The provisions laid out in the GDPR give citizens a better say in how their data is handled by private organisations. It lays out clear guidelines for how EU citizens' data is to be handled and their continued ownership rights over that data once it is in private hands. GDPR also comes with limitations on the use of private data transferred across borders by security services.
Furthermore, the GDPR comes with mandatory breach reporting requirements, meaning companies will have to start reporting breaches within 72 hours of become aware of it.
David Mount, director, security solutions consulting EMEA, Micro Focus told SCMagazineUK.com, that this might end up being a mixed blessing: “This will be a technical challenge for those businesses unaccustomed to such stringent measures: they will need to identify the breach itself and the information assets likely to have been affected so they can give an accurate assessment of the risks.”
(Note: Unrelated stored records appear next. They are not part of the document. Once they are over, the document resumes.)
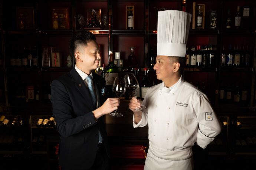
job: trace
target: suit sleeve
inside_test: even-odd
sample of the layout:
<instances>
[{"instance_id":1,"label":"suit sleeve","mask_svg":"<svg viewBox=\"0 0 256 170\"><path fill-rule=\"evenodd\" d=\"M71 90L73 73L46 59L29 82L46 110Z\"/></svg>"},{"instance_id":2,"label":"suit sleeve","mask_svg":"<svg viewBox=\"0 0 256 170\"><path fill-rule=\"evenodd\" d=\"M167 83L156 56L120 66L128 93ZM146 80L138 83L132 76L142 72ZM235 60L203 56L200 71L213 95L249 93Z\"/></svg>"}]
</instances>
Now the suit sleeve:
<instances>
[{"instance_id":1,"label":"suit sleeve","mask_svg":"<svg viewBox=\"0 0 256 170\"><path fill-rule=\"evenodd\" d=\"M194 109L198 123L196 143L204 149L221 132L221 126L207 96L200 94Z\"/></svg>"},{"instance_id":2,"label":"suit sleeve","mask_svg":"<svg viewBox=\"0 0 256 170\"><path fill-rule=\"evenodd\" d=\"M94 125L95 120L92 111L75 118L72 104L65 86L60 81L52 81L51 102L59 133L67 137Z\"/></svg>"}]
</instances>

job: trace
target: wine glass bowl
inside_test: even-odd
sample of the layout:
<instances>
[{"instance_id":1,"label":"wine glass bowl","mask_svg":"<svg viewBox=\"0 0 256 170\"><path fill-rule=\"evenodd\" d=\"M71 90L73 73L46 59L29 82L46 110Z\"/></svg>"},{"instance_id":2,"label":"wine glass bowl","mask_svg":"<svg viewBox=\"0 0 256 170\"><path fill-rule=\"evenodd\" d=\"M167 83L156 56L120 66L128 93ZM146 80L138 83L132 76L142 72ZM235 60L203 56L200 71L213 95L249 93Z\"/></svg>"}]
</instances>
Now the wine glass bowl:
<instances>
[{"instance_id":1,"label":"wine glass bowl","mask_svg":"<svg viewBox=\"0 0 256 170\"><path fill-rule=\"evenodd\" d=\"M126 81L127 89L131 92L135 98L138 100L136 92L140 88L140 85L136 77L133 74L130 73L125 75L125 78ZM138 100L138 101L141 102ZM146 106L141 105L140 108L138 108L134 111L141 110L145 109L146 108Z\"/></svg>"},{"instance_id":2,"label":"wine glass bowl","mask_svg":"<svg viewBox=\"0 0 256 170\"><path fill-rule=\"evenodd\" d=\"M118 98L121 97L125 93L126 90L126 80L124 78L116 77L112 87L112 91L114 92ZM111 116L117 117L122 116L123 114L118 112L117 109L115 112L109 113Z\"/></svg>"}]
</instances>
That said, added Mount, the US, which already has breach reporting requirements has not been free from unforeseen outcomes: “In reality there can be an unintended consequence of ‘data breach fatigue'. Consumers become accustomed to receiving frequent data breach notifications for even very minor breaches”.
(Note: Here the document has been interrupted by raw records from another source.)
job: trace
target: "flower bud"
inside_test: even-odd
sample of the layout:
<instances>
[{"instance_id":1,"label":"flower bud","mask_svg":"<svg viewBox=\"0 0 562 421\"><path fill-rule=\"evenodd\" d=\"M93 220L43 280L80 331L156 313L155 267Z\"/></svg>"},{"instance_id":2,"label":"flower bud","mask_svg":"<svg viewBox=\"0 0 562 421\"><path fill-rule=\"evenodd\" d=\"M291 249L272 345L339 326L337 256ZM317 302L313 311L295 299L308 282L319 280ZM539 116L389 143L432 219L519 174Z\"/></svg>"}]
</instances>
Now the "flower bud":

The effect is that “sometimes consumers can't see the wood for the trees, and may start to ignore all warnings - which somewhat negates the point of the measure. “
Breaking the provisions could result in the regulatory iron fist being brought down upon whichever company overlooks them, in the form of a fine of up to four percent of global turnover.
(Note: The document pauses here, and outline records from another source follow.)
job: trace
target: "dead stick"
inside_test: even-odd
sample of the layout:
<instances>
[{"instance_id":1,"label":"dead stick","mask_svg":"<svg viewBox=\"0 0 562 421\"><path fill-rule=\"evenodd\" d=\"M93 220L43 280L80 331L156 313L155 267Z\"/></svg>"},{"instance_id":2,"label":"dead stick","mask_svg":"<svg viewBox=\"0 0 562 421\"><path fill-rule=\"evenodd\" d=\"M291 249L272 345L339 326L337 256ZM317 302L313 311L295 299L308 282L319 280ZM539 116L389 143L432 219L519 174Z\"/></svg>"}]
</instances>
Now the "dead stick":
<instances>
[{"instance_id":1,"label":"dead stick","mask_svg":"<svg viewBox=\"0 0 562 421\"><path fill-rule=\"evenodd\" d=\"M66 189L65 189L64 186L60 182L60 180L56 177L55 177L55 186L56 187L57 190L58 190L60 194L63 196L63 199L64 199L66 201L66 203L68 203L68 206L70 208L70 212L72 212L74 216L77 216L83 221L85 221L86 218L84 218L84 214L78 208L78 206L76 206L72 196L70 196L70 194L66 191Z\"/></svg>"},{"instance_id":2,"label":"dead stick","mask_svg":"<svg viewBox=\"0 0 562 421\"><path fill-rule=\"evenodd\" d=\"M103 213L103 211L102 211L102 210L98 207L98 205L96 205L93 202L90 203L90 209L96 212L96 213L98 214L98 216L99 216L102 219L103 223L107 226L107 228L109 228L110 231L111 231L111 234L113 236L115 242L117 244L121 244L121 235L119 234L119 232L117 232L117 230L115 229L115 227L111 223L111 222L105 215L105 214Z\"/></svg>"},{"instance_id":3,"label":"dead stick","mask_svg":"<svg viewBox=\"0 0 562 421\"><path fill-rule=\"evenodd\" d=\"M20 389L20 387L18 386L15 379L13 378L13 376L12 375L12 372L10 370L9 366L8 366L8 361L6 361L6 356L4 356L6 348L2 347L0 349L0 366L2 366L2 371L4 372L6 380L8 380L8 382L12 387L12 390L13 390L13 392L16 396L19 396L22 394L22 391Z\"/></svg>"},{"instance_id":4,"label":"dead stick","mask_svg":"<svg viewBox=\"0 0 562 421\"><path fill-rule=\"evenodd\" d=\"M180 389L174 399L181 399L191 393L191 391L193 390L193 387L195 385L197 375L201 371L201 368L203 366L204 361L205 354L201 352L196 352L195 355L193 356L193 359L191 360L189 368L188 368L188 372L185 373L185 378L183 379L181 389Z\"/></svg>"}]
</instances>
Ross Brewer, vice president and managing director of EMEA at LogRhythm told SC that organisations will now have to wise up to the security of the data they hold: “This new regulation is being called the biggest shake up to EU data laws in the past 20 years – and they're probably right. If organisations continue to plead ignorance when it comes to IT security, they will sadly suffer the consequences, which are getting more and more severe.”
Anthony Merry, head of data protection at Sophos told SC that his company's advice is not to ignore legislation and think that you won't be fined: “Businesses need to review their data protection policies and technology to check they are compliant, and should not be shy of reaching out to their local regulatory body or to a trusted consultant for advice to ensure they get it right.”
“The new regulation should therefore make data protection a board-level issue, since this is a signal to all companies who do business in the EU that they need to get more serious about the need to protect their customers' data”, said Merry, “while this means some further investment for many companies, the EU economy will ultimately benefit as customers become more confident transacting online with EU companies.”
GDPR is set to come into force in 2018, so companies have two years to realign their data policies with European regulation. Member states will also have two years to harmonise their data legislation with Denmark, the UK and Ireland given special status regarding their implementation.
While there will be regional difference in implementation, William Long, a partner at law firm, Sidley Austin, told SC, “there are still a number of issues where some member states have fought successfully to implement their own national law requirements, for instance in the area of health data, and this will no doubt lead to certain complexities and inconsistencies.”
However, said Long, “organisations should be under no doubt that now is the time to start the process for ensuring privacy compliance with the Regulations.”
Worse news comes from the judgement on another landmark piece of privacy regulation, Privacy Shield. It was meant to govern the transfer of data between Europe, where privacy laws are particularly tight, and America, where privacy laws are less stringent. But the regulation's Working Group announced yesterday that it was not sufficiently robust to protect against American domestic surveillance, the weakness for which it's predecessor - Safe Harbour - was struck down in European courts.
Luca Schiavoni, senior analyst for regulation at Ovum explained to SC by email that, “Since the EC announced the key points of its deal with the US authorities, concerns have emerged about certain aspects, such as the many exceptions under which the bulk use of personal data could still be possible for US authorities. There are also concerns that the powers and independence of the ombudsperson, which should ensure that EU citizens have the ability to seek redress in cases of privacy breaches, are not clearly defined and guaranteed.”
While the Working Group's opinion is not binding, “it is unlikely that the EC [European Commission] will be able to ignore it. It represents the position of Data Protection Authorities of influential member states.”
Moreover, added Schiavoni, “If the European Court of Justice finds that the flaws of Safe Harbour have not been addressed in the Privacy Shield agreement, it will not hesitate to strike the latter down too. Companies affected by this agreement should prepare to face more uncertainty, because the deal is likely to undergo further amendments before it is finalised.”